I started reading Pigeon Pie as a result of searching around on this, and there are references to Heal’s as a furniture shop in that book as well.

Gasp0deTheW0nderD0g · 27/08/2024 09:42

Heal's is very upmarket now. The snobby reference to Tottenham Court Road is a lot more likely to refer to Maple's at the top end of Tottenham Court Road, which was not modernist (in its later days anyway - I dimly remember it from the early 1980s). It sold rather staid dark brown dining suites and overstuffed chintzy three piece suites, IIRC. The arrival of Habitat and MFI probably sealed its doom. Habitat was the place to go if you wanted something modern and MFI was for the cheap and cheerful option, usually made of MDF and proud of it.

https://en.wikipedia.org/wiki/Maple_%26_Co.

JaninaDuszejko · 27/08/2024 12:29

Heals isn't upmarket in the context. What did the aristocratic Alan Clark say about Michael Heseltine? 'The trouble with Michael is that he had to buy all his furniture'. If you have to buy your furniture, however rich you are, it means you are new money. Aristocrats inherit their furniture. It's a U vs non-U putdown.

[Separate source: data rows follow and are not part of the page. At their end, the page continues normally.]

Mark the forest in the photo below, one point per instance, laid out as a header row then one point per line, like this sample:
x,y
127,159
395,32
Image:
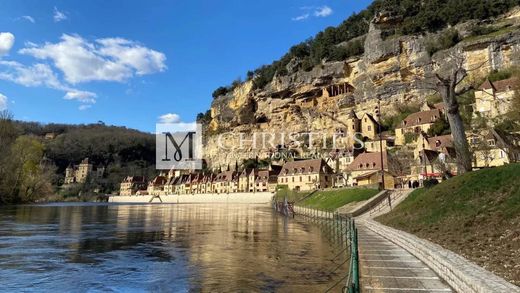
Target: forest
x,y
32,167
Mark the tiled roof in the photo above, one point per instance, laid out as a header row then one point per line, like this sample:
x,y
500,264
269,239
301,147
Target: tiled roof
x,y
368,161
305,166
500,85
159,180
440,141
423,117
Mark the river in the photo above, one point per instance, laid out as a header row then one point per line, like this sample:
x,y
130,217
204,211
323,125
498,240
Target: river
x,y
162,248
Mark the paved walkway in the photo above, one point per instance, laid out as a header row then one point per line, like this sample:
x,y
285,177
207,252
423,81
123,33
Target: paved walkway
x,y
386,267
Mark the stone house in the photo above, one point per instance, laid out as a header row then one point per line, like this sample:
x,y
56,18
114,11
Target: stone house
x,y
366,167
306,175
131,184
80,173
493,99
493,148
416,123
156,186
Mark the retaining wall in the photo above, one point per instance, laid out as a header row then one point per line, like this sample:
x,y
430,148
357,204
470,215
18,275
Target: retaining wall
x,y
461,274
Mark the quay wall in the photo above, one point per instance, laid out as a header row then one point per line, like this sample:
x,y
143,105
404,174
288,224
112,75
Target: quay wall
x,y
240,197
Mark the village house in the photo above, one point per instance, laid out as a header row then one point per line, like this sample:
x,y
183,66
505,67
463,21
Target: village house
x,y
365,170
493,99
416,123
83,171
369,126
306,175
493,148
131,184
156,186
267,180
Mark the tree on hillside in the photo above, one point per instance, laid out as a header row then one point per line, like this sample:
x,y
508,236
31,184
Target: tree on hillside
x,y
447,82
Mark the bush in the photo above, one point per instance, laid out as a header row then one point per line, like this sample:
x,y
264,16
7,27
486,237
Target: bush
x,y
429,183
442,41
220,92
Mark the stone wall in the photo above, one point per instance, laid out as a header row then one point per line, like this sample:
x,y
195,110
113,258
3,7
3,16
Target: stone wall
x,y
461,274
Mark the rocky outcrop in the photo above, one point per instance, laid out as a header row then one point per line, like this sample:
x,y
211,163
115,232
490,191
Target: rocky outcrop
x,y
322,98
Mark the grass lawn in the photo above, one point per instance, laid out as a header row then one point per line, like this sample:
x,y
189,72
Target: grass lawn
x,y
476,215
330,200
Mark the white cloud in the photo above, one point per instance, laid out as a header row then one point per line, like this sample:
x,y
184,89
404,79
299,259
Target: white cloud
x,y
6,43
3,102
84,107
323,11
301,17
58,15
42,75
29,18
169,118
81,96
109,59
35,75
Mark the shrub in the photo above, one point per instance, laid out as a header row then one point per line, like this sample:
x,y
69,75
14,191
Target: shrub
x,y
429,183
220,92
442,41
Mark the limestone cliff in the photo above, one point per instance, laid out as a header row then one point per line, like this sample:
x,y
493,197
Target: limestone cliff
x,y
322,98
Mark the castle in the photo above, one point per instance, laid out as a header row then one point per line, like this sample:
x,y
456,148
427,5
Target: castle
x,y
80,173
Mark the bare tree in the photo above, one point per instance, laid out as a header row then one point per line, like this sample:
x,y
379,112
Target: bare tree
x,y
447,82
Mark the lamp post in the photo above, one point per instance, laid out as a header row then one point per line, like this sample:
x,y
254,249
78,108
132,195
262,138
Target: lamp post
x,y
378,114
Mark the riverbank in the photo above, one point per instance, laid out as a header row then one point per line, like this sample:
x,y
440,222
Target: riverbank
x,y
329,199
240,197
476,215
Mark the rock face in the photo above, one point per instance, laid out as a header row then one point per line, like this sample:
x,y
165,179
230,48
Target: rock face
x,y
321,99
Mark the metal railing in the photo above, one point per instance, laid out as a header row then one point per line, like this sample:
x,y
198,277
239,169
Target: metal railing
x,y
341,230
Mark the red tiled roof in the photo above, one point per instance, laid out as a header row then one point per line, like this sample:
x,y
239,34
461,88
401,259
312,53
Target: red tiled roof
x,y
440,141
423,117
368,161
305,166
500,85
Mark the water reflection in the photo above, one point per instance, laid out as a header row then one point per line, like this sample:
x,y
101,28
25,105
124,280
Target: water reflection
x,y
165,248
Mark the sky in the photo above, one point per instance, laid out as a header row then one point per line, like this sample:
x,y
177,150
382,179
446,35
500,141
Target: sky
x,y
137,63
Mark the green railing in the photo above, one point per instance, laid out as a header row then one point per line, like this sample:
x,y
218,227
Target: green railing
x,y
341,231
352,285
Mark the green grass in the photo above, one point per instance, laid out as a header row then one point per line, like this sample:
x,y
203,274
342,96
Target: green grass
x,y
330,200
476,215
484,192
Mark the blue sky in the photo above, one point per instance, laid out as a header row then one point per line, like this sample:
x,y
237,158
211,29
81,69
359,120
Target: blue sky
x,y
129,62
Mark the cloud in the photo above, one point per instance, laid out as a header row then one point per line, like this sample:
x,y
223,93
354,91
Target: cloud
x,y
169,118
323,11
58,15
30,76
3,102
29,18
81,96
301,17
84,107
42,75
6,43
109,59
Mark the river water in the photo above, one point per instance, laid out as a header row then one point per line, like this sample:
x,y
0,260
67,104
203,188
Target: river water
x,y
162,248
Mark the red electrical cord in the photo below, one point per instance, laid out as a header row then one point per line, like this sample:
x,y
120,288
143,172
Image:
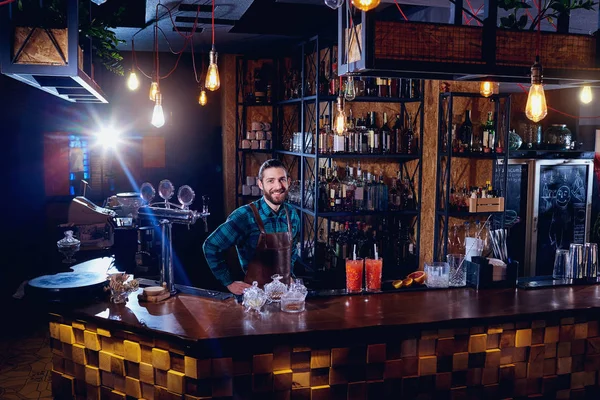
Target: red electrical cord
x,y
399,9
557,111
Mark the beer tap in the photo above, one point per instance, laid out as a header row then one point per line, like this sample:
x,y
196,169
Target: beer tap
x,y
165,214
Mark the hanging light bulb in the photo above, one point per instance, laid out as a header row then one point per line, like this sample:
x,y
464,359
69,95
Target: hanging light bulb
x,y
365,5
350,92
212,76
487,88
334,4
536,109
153,91
133,82
340,118
158,116
586,95
202,98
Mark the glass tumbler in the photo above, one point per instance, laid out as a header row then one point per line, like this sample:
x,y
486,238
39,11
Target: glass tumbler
x,y
373,274
576,261
590,260
458,271
562,264
438,274
354,275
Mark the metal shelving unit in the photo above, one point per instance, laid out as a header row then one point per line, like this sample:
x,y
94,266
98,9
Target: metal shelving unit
x,y
304,118
241,127
444,165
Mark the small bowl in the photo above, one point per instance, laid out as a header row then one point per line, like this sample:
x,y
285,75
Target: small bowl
x,y
153,290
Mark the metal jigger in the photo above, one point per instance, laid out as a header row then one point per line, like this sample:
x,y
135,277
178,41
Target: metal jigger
x,y
166,214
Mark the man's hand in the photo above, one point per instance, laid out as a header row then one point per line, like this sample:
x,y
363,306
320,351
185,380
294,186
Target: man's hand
x,y
237,287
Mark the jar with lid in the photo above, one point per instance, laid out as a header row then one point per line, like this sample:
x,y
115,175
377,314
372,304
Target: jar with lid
x,y
558,137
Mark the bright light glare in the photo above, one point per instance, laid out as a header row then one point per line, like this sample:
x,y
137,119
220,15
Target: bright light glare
x,y
108,137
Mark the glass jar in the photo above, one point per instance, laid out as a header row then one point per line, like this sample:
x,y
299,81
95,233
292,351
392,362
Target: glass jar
x,y
275,289
254,298
514,140
558,137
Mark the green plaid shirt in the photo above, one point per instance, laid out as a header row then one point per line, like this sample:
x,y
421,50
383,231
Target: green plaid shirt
x,y
241,230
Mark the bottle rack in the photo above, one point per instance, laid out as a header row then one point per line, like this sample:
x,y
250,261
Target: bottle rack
x,y
443,212
302,114
245,157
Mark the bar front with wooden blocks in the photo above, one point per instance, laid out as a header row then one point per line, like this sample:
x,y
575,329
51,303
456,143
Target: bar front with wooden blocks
x,y
325,199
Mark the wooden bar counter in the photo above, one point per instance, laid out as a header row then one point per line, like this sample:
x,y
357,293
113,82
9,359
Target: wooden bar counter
x,y
457,343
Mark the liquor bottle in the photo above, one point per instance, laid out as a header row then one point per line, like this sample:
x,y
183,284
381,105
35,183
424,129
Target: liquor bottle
x,y
489,135
394,197
386,136
408,136
466,133
359,190
374,136
398,135
334,85
322,136
349,185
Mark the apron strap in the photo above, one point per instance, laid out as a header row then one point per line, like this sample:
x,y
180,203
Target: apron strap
x,y
287,214
261,226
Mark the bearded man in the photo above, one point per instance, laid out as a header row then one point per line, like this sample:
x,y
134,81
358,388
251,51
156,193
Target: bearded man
x,y
265,234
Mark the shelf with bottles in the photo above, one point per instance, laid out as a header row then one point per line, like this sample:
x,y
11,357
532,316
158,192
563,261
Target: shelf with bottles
x,y
394,239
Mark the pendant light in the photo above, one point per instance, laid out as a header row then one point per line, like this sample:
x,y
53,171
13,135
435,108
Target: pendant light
x,y
133,83
586,95
365,5
202,100
212,75
350,90
340,119
334,4
153,91
536,109
158,116
487,88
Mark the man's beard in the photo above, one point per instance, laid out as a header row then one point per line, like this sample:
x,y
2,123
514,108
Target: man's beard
x,y
280,198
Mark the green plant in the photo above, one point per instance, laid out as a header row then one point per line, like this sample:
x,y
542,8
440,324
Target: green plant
x,y
98,29
550,10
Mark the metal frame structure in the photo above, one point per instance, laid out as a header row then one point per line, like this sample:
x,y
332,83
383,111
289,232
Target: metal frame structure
x,y
485,68
308,111
241,114
443,184
65,81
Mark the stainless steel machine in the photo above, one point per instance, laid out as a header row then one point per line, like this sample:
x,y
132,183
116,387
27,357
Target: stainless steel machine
x,y
165,214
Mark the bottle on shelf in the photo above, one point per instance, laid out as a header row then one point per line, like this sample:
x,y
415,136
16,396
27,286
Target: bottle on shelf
x,y
386,136
466,133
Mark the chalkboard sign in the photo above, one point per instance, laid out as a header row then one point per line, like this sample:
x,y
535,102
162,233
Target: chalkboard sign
x,y
562,197
516,211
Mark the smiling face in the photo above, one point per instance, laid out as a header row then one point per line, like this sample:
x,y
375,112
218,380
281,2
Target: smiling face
x,y
275,185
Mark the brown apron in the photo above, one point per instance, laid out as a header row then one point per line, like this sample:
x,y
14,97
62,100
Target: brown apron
x,y
273,254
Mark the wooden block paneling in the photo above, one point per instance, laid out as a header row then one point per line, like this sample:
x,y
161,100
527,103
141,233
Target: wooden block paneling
x,y
512,360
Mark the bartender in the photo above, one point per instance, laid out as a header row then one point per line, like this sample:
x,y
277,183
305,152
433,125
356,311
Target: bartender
x,y
265,234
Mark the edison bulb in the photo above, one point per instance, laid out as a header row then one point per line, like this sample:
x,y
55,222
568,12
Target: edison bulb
x,y
334,4
586,95
212,75
350,92
133,82
202,98
158,116
365,5
153,91
536,109
486,89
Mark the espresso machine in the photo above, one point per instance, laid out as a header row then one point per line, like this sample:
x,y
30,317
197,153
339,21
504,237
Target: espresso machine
x,y
165,214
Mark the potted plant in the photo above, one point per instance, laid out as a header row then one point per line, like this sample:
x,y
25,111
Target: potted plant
x,y
41,33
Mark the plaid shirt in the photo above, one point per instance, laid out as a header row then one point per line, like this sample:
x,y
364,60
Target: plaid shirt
x,y
241,230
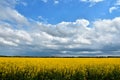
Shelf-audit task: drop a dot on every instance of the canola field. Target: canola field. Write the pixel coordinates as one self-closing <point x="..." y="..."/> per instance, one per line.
<point x="59" y="68"/>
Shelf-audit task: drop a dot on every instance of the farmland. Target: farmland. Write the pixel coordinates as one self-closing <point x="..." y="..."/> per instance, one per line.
<point x="59" y="68"/>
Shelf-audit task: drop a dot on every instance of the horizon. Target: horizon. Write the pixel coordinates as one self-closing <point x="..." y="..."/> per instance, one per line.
<point x="60" y="27"/>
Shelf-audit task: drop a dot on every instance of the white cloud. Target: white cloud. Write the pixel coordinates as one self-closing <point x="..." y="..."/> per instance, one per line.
<point x="92" y="2"/>
<point x="116" y="6"/>
<point x="56" y="2"/>
<point x="45" y="1"/>
<point x="112" y="9"/>
<point x="70" y="38"/>
<point x="117" y="3"/>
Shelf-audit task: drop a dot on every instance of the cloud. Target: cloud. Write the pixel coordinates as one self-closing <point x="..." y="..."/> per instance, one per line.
<point x="45" y="1"/>
<point x="80" y="37"/>
<point x="92" y="2"/>
<point x="116" y="6"/>
<point x="112" y="9"/>
<point x="56" y="2"/>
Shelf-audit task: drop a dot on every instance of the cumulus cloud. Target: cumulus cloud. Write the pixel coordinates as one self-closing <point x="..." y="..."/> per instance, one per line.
<point x="92" y="2"/>
<point x="112" y="9"/>
<point x="116" y="6"/>
<point x="81" y="37"/>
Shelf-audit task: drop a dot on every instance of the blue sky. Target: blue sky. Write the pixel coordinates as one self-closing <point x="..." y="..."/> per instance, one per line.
<point x="60" y="27"/>
<point x="67" y="10"/>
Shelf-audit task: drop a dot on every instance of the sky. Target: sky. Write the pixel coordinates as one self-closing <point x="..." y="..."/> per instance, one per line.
<point x="60" y="27"/>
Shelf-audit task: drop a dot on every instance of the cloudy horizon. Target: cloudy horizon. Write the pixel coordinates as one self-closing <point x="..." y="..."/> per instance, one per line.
<point x="60" y="27"/>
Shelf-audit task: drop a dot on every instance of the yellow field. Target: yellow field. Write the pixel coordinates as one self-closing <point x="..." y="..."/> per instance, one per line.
<point x="59" y="68"/>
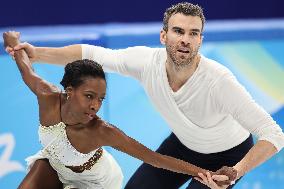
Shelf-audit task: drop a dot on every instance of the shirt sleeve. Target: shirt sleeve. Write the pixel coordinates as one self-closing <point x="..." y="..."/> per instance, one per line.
<point x="232" y="98"/>
<point x="128" y="62"/>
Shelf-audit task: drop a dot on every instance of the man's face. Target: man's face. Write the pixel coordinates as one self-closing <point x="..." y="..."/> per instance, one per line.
<point x="183" y="38"/>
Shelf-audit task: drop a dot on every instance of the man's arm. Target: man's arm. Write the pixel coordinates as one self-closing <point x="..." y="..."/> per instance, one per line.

CitrusBeanie · 27/08/2024 18:28

JaninaDuszejko · 27/08/2024 12:29

Heals isn't upmarket in the context. What did the aristocratic Alan Clark say about Michael Heseltine? 'The trouble with Michael is that he had to buy all his furniture'. If you have to buy your furniture, however rich you are, it means you are new money. Aristocrats inherit their furniture. It's a U vs non-U putdown.

Edited

Yes, only in the quotation the OP gives (I haven’t read Highland Fling, though I must), it’s wrong-headed, ‘modernising’ aristocrats who are apparently throwing the ancestral furniture in the attic and and buying from Heal’s. The horror!